Zomertaling

Anas querquedula

Leefgebied en trend

Zomertalingen zijn als broedvogel maar dun gezaaid in Vlaanderen. Het resultaat van 160-200 paar tijdens de vorige atlasperiode 2000-2002 was enigszins hoger dan verwacht, maar het is weinig waarschijnlijk dat dit aantal nu nog gehaald wordt. Voor de volledige provincie Limburg ligt de bovengrens van de populatie de laatste jaren op 10 paar. Ook in Noord-West-Vlaanderen en de IJzervallei – beide belangrijke regio’s voor deze soort - wordt dat aantal in heel wat jaren niet meer overschreden. Het lijkt er op dat de soort plaatselijk wel profiteert van natuurinrichtingsprojecten zoals in het Blankaartgebied, de Uitkerkse Polder en Antwerpen-Linkeroever. Daartegenover staat echter dat Zomertalingen nauwelijks nog stand kunnen houden buiten onze natuurgebieden, waar moerasbiotopen en vochtige, extensief beheerde graslanden steeds zeldzamer worden.
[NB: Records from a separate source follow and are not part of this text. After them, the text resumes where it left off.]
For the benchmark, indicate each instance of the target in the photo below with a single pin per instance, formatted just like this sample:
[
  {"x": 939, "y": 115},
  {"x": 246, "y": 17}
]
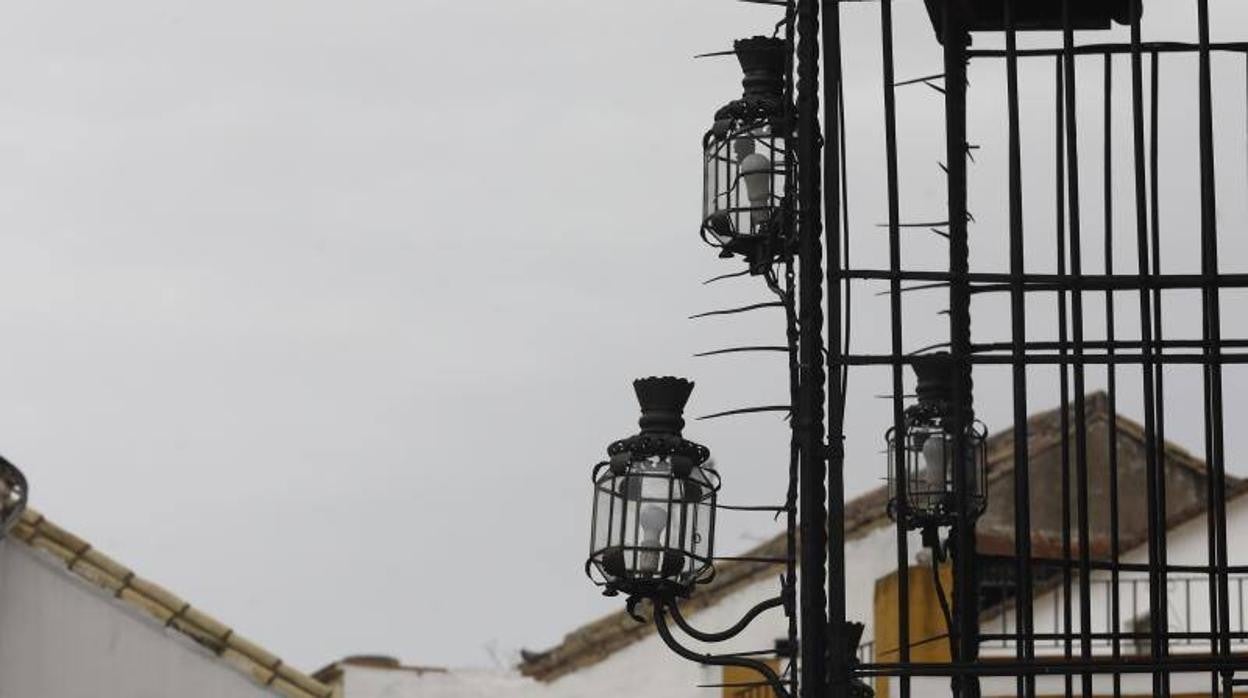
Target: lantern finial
[
  {"x": 935, "y": 372},
  {"x": 761, "y": 60},
  {"x": 663, "y": 403}
]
De Zomertaling is bovendien een erg verstoringsgevoelige soort. Jaarlijks kunnen vrij grote fluctuaties in het aantal broedparen voorkomen, waarbij factoren als droogte een rol spelen. Zomertalingen zijn vrij lastig te inventariseren en daardoor ook niet zo gemakkelijk op te volgen via monitoringprojecten als BBV en ABV. We schatten de huidige populatiegrootte voorzichtig op 100-150 paren maar het is wachten op de resultaten van de nieuwe Vogelatlas voor een bevestiging. In Nederland broedden in de periode 2013-2015 naar schatting 1000-1400 paartjes Zomertaling. De steile afname in de jaren ’70 en ’80 is sindsdien wat afgevlakt. Naast factoren in de broedgebieden blijkt de Europese trend van de soort ook bepaald te worden door omstandigheden in de overwinteringsgebieden in het West-Afrikaanse Sahelgebied, zoals neerslaghoeveelheden maar ook antropogene ontwikkelingen.